Maybe it’s the fact that it’s not tied to any particular religious tradition or greeting card campaign. Maybe it’s the fact that it falls right in the heart of summer break for students. Whatever it is, the Fourth of July always stands out as one of the great days of the year.The best way to enjoy it isn’t riding in a car on the way to a national park or standing in line at airport security.
No the Fourth is about being outside with a pool nearby to dip your toes surrounded by good friends and, if necessary, family. If you can get enough of them together, a surefire way to whittle away the day is with a full slate of yard games.
While such games make for a great casual distraction, I prefer to center the entire day around activities like bags (cornhole), washer toss, horse shoes and bocce ball—a sort of yard game Olympics if you will.

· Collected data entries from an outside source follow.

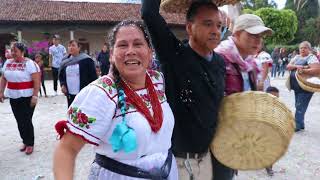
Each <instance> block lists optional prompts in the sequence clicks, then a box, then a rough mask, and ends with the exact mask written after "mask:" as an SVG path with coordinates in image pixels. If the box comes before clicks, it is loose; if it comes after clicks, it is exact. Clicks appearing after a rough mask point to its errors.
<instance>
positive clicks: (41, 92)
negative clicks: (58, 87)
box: [39, 79, 47, 96]
mask: <svg viewBox="0 0 320 180" xmlns="http://www.w3.org/2000/svg"><path fill="white" fill-rule="evenodd" d="M41 86H42V89H43V92H44V95H45V96H46V95H47V91H46V86H45V84H44V79H42V80H41ZM39 90H40V95H41V96H42V92H41V88H40V89H39Z"/></svg>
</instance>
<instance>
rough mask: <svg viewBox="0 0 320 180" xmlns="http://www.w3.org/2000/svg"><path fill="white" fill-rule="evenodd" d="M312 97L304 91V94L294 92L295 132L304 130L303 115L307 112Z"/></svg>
mask: <svg viewBox="0 0 320 180" xmlns="http://www.w3.org/2000/svg"><path fill="white" fill-rule="evenodd" d="M312 95H313V93H311V92H307V91H304V92H299V91H298V92H297V91H294V96H295V106H296V113H295V119H296V129H297V130H299V129H304V114H305V113H306V111H307V108H308V105H309V102H310V100H311V98H312Z"/></svg>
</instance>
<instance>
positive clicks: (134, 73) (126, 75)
mask: <svg viewBox="0 0 320 180" xmlns="http://www.w3.org/2000/svg"><path fill="white" fill-rule="evenodd" d="M110 56H111V61H112V62H113V63H114V64H115V66H116V68H117V69H118V71H119V73H120V76H121V77H123V78H125V79H132V78H133V77H145V74H146V70H147V68H148V67H149V64H150V62H151V59H152V50H151V48H150V47H149V45H148V43H147V41H146V39H145V37H144V34H143V32H142V31H141V30H140V29H139V28H138V27H136V26H134V25H129V26H123V27H121V28H120V29H119V30H118V32H117V34H116V38H115V44H114V46H113V47H112V49H111V52H110Z"/></svg>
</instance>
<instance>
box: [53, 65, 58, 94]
mask: <svg viewBox="0 0 320 180" xmlns="http://www.w3.org/2000/svg"><path fill="white" fill-rule="evenodd" d="M58 72H59V68H54V67H52V78H53V90H54V91H57V90H58Z"/></svg>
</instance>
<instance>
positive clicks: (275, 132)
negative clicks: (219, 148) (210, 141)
mask: <svg viewBox="0 0 320 180" xmlns="http://www.w3.org/2000/svg"><path fill="white" fill-rule="evenodd" d="M260 95H263V96H260ZM245 96H247V97H245ZM242 98H250V99H252V98H255V100H256V101H257V99H260V98H261V99H265V100H266V101H265V103H267V104H268V103H269V102H270V103H272V102H274V101H276V102H275V103H274V104H273V106H272V107H270V109H278V111H281V112H279V113H280V116H285V117H286V120H283V121H281V120H278V121H279V124H278V126H277V123H276V122H273V123H268V121H266V120H258V119H259V115H258V116H257V117H256V119H257V120H255V117H254V115H253V116H252V118H251V119H250V117H249V119H243V118H242V116H241V118H240V119H242V121H243V122H241V123H243V124H246V123H247V122H248V121H253V122H259V123H264V124H265V126H269V127H271V128H273V129H274V133H277V134H278V135H279V136H280V137H281V142H282V143H283V144H282V145H281V147H279V151H278V152H277V154H276V155H274V159H273V160H275V161H274V162H276V161H278V160H279V159H280V158H281V157H282V156H283V155H284V154H285V153H286V152H287V150H288V148H289V145H290V142H291V140H292V137H293V135H294V129H295V121H294V116H293V113H292V111H291V110H290V109H289V108H288V107H287V105H286V104H285V103H284V102H282V101H281V100H280V99H279V98H278V97H276V96H273V95H271V94H269V93H265V92H261V91H246V92H240V93H234V94H231V95H229V96H226V97H225V98H224V99H223V102H222V104H221V105H220V107H221V108H226V107H225V104H226V103H227V102H226V101H228V100H230V102H229V103H235V102H236V103H237V104H236V105H232V104H231V107H232V106H233V107H234V108H237V111H238V112H234V113H239V115H240V114H241V108H242V109H243V108H248V104H247V102H246V101H240V99H242ZM266 98H267V99H266ZM255 100H253V102H254V101H255ZM238 103H243V104H244V103H246V105H245V106H242V105H241V104H240V105H239V104H238ZM255 104H256V103H253V105H255ZM228 108H230V107H228ZM261 108H263V107H261ZM232 110H233V111H234V109H220V111H219V122H218V128H217V131H216V134H215V136H214V137H213V139H212V142H211V144H210V149H211V151H212V153H213V154H216V153H217V149H216V148H217V147H223V145H222V144H220V143H221V142H218V141H215V138H216V137H220V138H222V137H224V135H223V129H222V128H223V126H228V123H231V124H232V123H233V122H232V121H236V118H235V119H231V120H230V119H229V120H226V119H224V120H223V118H226V116H224V115H223V114H224V113H227V112H226V111H232ZM257 110H259V108H258V109H257ZM265 110H266V111H268V107H266V109H265ZM275 116H277V117H280V116H279V115H278V113H276V114H275ZM261 117H262V116H260V118H261ZM268 118H269V117H268ZM238 119H239V118H238ZM221 120H223V122H221ZM237 122H239V121H238V120H237ZM229 125H230V124H229ZM229 127H230V126H229ZM260 128H261V127H260ZM243 129H245V127H244V128H243ZM240 131H241V129H240ZM242 131H243V130H242ZM224 134H225V133H224ZM221 135H222V137H221ZM236 139H237V138H234V140H235V141H236ZM219 141H221V139H220V140H219ZM249 141H250V140H249V139H248V142H249ZM217 143H218V144H217ZM221 153H222V152H220V155H217V156H216V158H217V159H218V160H219V161H220V162H221V163H223V164H225V162H226V161H225V160H226V159H224V156H222V155H221ZM229 153H230V152H229ZM227 155H228V154H227ZM244 158H245V157H244ZM247 158H249V157H247ZM252 158H254V157H252ZM273 160H272V161H273ZM272 161H270V162H266V163H262V162H261V163H257V164H256V165H253V166H248V165H247V166H246V165H245V164H241V163H239V162H238V163H237V162H234V163H232V162H231V163H228V162H227V164H225V165H226V166H228V167H231V168H235V169H239V170H257V169H261V168H265V167H267V165H271V164H273V163H274V162H272ZM268 163H270V164H268ZM238 166H239V167H238ZM241 166H242V167H241ZM254 166H256V167H254ZM262 166H264V167H262Z"/></svg>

Here’s a few tips for organizing a full day of friendly competition:
1) Plan Ahead — Find out which friends and family are into the idea and willing to commit to the great Lawn Olympics of 2012.
2) Divide teams based on gender, geography (eastside vs. west side), age or simply by drawing straws. You can always wait until the day of and conduct a draft, but this impedes pre-event smack talk.

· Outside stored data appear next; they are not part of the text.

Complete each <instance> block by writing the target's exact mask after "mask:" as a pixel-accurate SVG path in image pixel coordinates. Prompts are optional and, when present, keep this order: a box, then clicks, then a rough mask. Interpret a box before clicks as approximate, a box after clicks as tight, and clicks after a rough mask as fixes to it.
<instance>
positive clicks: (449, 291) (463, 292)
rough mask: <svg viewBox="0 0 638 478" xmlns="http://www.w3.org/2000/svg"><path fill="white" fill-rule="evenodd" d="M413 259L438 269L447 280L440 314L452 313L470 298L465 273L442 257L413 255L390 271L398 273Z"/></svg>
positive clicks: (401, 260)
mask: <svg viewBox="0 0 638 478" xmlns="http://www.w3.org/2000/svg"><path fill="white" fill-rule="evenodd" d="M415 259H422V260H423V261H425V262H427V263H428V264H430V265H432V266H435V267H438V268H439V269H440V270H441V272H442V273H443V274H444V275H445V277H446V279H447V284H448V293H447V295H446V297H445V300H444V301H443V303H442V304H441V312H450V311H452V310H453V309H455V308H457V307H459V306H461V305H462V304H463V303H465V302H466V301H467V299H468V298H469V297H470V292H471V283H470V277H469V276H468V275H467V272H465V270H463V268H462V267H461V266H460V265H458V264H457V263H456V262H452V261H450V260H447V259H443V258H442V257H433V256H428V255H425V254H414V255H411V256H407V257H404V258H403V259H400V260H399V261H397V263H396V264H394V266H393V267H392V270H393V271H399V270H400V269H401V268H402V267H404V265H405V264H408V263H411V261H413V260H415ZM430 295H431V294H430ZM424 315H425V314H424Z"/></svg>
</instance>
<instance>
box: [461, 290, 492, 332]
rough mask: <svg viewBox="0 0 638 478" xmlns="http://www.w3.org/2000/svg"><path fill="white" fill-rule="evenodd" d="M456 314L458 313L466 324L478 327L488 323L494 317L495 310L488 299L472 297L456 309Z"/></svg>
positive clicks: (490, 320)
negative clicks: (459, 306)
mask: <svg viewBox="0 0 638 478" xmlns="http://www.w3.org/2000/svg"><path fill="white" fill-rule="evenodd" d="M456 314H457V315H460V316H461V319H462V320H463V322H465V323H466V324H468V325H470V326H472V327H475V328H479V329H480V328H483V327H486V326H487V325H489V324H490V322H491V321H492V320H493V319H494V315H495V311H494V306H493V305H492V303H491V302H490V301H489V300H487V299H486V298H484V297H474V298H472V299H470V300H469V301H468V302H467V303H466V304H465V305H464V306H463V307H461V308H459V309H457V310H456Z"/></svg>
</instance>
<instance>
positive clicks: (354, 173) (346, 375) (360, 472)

3) Decide on a format. This includes the games to be played and a scoring system. Having multiple game “stations” allows more people to compete. For instance, two teams can be playing horseshoes while two more are playing bocce. This not only makes for faster play it keeps people involved which is important—be forewarned that interest wanes as idle alcohol consumption increases.
4) Stick to the schedule and keep score. Having a running “medal” tally keeps everyone motivated and keeps the competitive juices flow. Sticking to the schedule helps move play along, ensuring that you’ll get in all your events.
5) Determine a prize. Even if it’s just bragging rights, it’s important to know the stakes. Other ideas include a loser-hosted Labor Day barbeque or a repurposed plaque or trophy that can be displayed prominently and if necessary paraded around on special occasions as a reminder of yard conquests past.